On Jun 14, 2007, at 2:45 PM, Chris Adams wrote:
Once upon a time, John Levine <[EMAIL PROTECTED]> said:
I realize it's not a technical problem, although I suspect there are
some technical twiddles that could help, e.g., persuading
Microsoft to
put the update servers in their own ASN to make it easier to put them
in a sandbox. And I realize that Microsoft's combination of
arrogance
and naivete can make them painful to deal with.
$ dig download.windowsupdate.com
;download.windowsupdate.com. IN A
download.windowsupdate.com. 3411 IN CNAME main.dl.wu.akadns.net.
main.dl.wu.akadns.net. 111 IN CNAME dom.dl.wu.akadns.net.
dom.dl.wu.akadns.net. 111 IN CNAME dl.wu.ms.edgesuite.net.
dl.wu.ms.edgesuite.net. 8080 IN CNAME a26.ms.akamai.net.
a26.ms.akamai.net. 20 IN A 216.180.86.39
a26.ms.akamai.net. 20 IN A 216.180.86.37
$
If you have Akamai servers, the IPs will be on your network (and of
course shared with many other sites). You'd have to limit access
with a
limited DNS server (since few will use or even know IPs to visit) that
only gives out DNS for certain hosts/domains.

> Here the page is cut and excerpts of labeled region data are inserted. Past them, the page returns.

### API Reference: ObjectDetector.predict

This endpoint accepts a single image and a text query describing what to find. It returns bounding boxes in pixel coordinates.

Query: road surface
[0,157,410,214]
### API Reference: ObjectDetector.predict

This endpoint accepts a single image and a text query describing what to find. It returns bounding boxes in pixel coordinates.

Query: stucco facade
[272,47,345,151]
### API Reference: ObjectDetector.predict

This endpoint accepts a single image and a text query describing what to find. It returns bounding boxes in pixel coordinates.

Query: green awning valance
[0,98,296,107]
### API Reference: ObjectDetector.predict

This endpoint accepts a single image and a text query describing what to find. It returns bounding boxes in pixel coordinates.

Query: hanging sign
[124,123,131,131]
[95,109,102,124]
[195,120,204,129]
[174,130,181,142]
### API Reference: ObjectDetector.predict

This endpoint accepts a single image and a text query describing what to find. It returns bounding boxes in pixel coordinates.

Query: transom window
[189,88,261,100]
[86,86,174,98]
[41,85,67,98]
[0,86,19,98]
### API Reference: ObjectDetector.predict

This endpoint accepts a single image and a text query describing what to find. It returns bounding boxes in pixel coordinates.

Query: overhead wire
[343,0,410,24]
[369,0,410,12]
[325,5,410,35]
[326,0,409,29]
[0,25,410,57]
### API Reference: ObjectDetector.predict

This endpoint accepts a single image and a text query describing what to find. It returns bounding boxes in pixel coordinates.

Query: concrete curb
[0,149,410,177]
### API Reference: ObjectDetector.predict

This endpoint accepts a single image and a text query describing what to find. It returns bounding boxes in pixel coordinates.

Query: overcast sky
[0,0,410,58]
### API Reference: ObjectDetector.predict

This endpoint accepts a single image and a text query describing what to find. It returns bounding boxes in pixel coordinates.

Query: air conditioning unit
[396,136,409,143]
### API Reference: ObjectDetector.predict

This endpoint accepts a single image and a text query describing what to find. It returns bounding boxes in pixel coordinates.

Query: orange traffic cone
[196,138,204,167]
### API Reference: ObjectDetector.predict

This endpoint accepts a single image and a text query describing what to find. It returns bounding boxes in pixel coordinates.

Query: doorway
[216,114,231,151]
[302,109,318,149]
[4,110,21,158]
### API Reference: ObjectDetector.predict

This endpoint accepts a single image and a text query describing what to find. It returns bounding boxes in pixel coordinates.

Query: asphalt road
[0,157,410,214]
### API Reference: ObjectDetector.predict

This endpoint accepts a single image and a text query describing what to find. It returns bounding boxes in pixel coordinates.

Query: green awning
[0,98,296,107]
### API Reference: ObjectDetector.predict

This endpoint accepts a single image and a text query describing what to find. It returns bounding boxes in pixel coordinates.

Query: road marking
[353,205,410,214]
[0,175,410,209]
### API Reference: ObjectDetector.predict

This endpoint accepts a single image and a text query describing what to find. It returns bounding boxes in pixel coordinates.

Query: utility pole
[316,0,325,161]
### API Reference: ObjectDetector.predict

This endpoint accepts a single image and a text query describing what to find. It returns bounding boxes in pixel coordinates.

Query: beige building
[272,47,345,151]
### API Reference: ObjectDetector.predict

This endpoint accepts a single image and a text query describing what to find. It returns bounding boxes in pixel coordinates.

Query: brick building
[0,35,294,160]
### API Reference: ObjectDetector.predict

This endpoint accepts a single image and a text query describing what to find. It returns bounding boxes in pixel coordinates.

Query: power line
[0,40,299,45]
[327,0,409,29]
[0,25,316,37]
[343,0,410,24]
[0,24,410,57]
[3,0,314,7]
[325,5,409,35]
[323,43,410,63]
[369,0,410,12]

Unfortunately, this is not always true.
MS does not single-source. Users going to Windows Updates can and
will be directed to a number of places, including Akamai, and
Microsoft itself, depending on time of day, phase of moon, and whim
of the content owner.
In general, creating a sandbox where a computer can only reach
$UPDATE_SERVER is very, very difficult. And, as much as I hate to
admit it, MS OSes are not the only ones that can be compromised (he
types on his black MacBook).
That said, the majority of compromised computers do run some flavor
of Redmond-Ware. (One can argue about the underlying cause - market
share, quality of software, virus writer's preference, whatever - but
the fact still stands that most compromised computers run Windows.)
So getting a "windows update sandbox" would be very useful.